This PR addresses a bug related to GCP’s handling of function memory and local storage, where large file downloads consume function memory. To mitigate this, we’ve introduced an explicit in-memory storage limit and increased allocated resources to ensure more reliable and predictable behavior.

Important

This change requires manual setup across envs, as the configuration is not currently supported by Terraform or the Google API.

Key Changes

  • Batch Datasets Function Enhancements

    • Added support for limiting the feeds to process by accepting an optional feed_stable_ids list in the request body, enabling targeted processing of specific feeds.
  • Dataset Processing Refactor

    • Split dataset processing into two clearer methods:

      • process_from_producer_url: downloads directly from producer URLs.
      • process_from_bucket_latest: rebuilds datasets from the latest version in GCS.
    • This improves code clarity, maintainability, and separation of responsibilities.
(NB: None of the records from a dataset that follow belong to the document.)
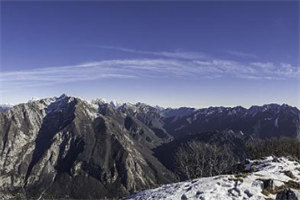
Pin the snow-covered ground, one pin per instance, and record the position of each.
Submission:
(231, 187)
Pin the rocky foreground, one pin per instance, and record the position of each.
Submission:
(66, 147)
(268, 179)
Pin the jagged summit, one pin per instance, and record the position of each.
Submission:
(68, 147)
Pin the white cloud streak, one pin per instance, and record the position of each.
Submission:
(183, 65)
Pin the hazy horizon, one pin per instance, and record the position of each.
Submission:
(172, 54)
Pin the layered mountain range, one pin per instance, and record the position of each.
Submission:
(66, 147)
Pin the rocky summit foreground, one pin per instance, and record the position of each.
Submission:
(67, 147)
(271, 178)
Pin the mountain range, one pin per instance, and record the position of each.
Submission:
(67, 147)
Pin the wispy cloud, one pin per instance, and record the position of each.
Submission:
(190, 55)
(241, 54)
(181, 65)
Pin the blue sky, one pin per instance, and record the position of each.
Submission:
(163, 53)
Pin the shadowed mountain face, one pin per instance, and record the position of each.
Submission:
(68, 148)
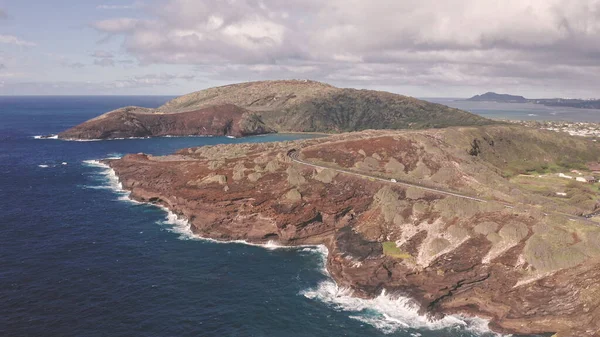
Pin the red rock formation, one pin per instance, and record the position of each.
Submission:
(526, 271)
(219, 120)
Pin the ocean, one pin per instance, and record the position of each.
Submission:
(521, 111)
(78, 258)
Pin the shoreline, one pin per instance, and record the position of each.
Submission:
(56, 137)
(336, 296)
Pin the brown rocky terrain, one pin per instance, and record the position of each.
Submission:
(218, 120)
(284, 106)
(527, 263)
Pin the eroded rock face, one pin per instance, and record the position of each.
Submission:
(526, 270)
(288, 105)
(128, 122)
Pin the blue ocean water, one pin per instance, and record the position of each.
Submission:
(521, 111)
(78, 259)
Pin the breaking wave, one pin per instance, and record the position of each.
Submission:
(108, 180)
(391, 313)
(45, 137)
(385, 312)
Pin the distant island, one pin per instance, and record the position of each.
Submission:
(480, 221)
(262, 107)
(561, 102)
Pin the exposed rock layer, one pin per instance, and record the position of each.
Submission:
(221, 120)
(298, 106)
(529, 268)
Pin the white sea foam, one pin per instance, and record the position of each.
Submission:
(182, 226)
(385, 312)
(46, 137)
(109, 180)
(391, 313)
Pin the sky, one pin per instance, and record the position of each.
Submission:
(422, 48)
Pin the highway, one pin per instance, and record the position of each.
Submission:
(294, 156)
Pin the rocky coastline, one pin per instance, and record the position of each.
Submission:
(521, 268)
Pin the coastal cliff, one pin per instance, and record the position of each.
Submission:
(451, 230)
(219, 120)
(268, 106)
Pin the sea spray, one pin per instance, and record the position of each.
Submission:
(390, 313)
(110, 180)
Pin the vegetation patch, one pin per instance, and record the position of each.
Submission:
(390, 249)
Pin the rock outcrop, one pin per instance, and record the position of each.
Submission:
(522, 260)
(219, 120)
(284, 106)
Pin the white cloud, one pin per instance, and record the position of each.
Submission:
(118, 25)
(133, 5)
(543, 43)
(104, 62)
(10, 39)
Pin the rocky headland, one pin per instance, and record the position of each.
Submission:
(218, 120)
(556, 102)
(273, 106)
(482, 246)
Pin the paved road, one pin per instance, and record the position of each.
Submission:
(293, 154)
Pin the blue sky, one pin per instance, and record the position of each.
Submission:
(455, 48)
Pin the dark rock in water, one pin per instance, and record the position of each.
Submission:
(222, 120)
(528, 268)
(267, 106)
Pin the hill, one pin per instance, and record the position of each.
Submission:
(218, 120)
(559, 102)
(293, 106)
(494, 97)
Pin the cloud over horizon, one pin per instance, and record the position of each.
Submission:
(429, 43)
  • Resource Allocation Updates

    • Increased memory allocation from 2Gi → 8Gi and CPU from 1 → 2 for the batch dataset processing function.
    • Introduced an in-memory storage limit of 7Gi to ensure large file handling does not cause uncontrolled retries.
    • Verified locally that memory usage stays well below this threshold (typically <200 MiB), so the new limit provides sufficient headroom while still enabling catchable errors when exceeded.
  • File System Adjustments

    • Updated temporary file paths to use /in-memory instead of /tmp to better align with GCP function storage semantics.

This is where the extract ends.